Die regelmäßige Supervision tut mir gut
Das ist zwar auf eine Art erfüllend und gehört zu meiner Arbeit. Mitunter ist es aber auch schon sehr belastend. In diesem Zusammenhang tut mir die regelmäßige Supervision gut. Auch habe ich ein super Verhältnis zu meiner Chefin. Sie hat immer ein offenes Ohr für Probleme oder wenn mir oder uns etwas zu schaffen macht. Da sie ebenfalls, wie wir alle im Team, einen genauen Einblick in die jeweiligen Familienverhältnisse und den gesundheitlichen Zustand der Kinder hat, kann ich mich in allen Belangen an sie wenden, und wenn nötig, auch Rat und Unterstützung bekommen.
Das gleicht oftmals den fehlenden direkten Austausch mit meinen Kollegen aus, die ich nur selten sehe. Die Treffen sind in der Pandemie noch seltener geworden, weil auch die gemeinsamen Supervisions-Termine nur noch telefonisch stattgefunden haben. Allerdings: Der stetige und intensive Kontakt mit den Eltern hilft über die mangelnde Kollegennähe hinweg.

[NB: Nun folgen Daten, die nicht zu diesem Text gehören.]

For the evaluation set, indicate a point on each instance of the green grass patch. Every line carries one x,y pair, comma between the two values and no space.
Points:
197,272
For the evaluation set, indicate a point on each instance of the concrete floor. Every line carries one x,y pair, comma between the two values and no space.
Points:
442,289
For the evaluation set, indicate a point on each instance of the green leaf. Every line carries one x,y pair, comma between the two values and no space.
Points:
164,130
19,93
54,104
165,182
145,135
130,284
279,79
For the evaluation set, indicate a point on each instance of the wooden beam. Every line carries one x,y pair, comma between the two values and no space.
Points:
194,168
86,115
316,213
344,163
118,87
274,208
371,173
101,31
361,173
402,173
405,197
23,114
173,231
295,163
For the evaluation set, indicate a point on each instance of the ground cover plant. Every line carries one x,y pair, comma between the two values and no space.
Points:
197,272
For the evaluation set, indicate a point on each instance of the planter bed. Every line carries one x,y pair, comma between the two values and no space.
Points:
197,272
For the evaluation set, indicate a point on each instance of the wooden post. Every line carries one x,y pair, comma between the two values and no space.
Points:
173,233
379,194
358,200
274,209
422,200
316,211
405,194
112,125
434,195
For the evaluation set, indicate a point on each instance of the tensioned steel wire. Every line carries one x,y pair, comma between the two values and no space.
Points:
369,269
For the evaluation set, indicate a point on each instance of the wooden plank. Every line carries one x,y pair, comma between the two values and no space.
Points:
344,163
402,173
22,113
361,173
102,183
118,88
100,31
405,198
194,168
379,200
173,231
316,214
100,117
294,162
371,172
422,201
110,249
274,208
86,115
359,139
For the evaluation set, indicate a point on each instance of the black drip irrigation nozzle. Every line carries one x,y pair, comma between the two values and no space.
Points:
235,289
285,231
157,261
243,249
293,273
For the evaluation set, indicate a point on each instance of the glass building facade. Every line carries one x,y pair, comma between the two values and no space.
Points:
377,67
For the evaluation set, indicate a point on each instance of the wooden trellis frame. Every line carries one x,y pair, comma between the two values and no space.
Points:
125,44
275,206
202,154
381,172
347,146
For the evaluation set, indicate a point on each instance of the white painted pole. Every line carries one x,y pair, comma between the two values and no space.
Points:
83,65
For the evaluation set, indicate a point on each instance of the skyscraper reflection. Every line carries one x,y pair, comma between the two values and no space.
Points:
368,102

Oft fehlen Hilfsmittel – das macht die Arbeit anstrengend
Obwohl ich ja noch sehr jung bin und diesen ambulanten Job noch nicht allzu lange mache, denke ich natürlich manchmal über die Zukunft nach. Denn eines ist für mich ganz klar: Rein körperlich kann ich diese Arbeit nicht ewig machen. Die Arbeit ist anstrengend, weil die Kinder oft erst ab einem Gewicht von 25 Kilogramm von der Krankenkasse einen Lifter erstattet bekommen. Bis die Kinder dieses Gewicht erreichen, müssen wir die Transfers aus eigener Kraft stemmen. Viele Kinder können auch nicht mithelfen, weil sie kaum Muskeltonus haben. Hinzu kommt: Wenn das Haus noch nicht behindertengerecht umgebaut ist, müssen wir kleine Kinder oft ins Erdgeschoss tragen. Auch ein Spaziergang kann körperlich anstrengend sein, denn so ein Rollstuhl wiegt mit allen Notfallgeräten wie Absaugung, Beatmung, Sauerstoff und Notfalltasche plus Kind schon gern einmal 70 bis 120 Kilogramm. Sicherlich lässt sich ein Motor einbauen, aber das bedeutet auch immer viel Hin und Her mit der Krankenkasse.
Letztlich wäre es, glaube ich, für mich sehr naheliegend, später in die Elternberatung zu wechseln. Ich sammele derzeit so viel Erfahrung und Fachwissen, dass ich bald eine perfekte Grundlage für die Beratung habe. Wenn Eltern über Jahre hinweg ein derart krankes Kind betreuen, brauchen sie selbst irgendwann Hilfe. Diese Unterstützung zu leisten, könnte ich mir für mich gut vorstellen.
Die Nähe zu den Kindern ist ein wunderbares Geschenk
Oft fragen mich andere, was das Besondere an meiner Arbeit ist. Da gibt es für mich eine ganz klare Antwort: Vor allem die Nähe, die zu den Kindern entsteht, ist jeden Tag aufs Neue ein wunderbares Geschenk für mich. Es macht diese Arbeit so wertvoll, wenn ich zum Beispiel mit einem der Kinder kuscheln und ihm Kinderlieder vorsingen kann, und es mich am Ende des Tages mit einem strahlenden und dankbaren Lächeln verabschiedet.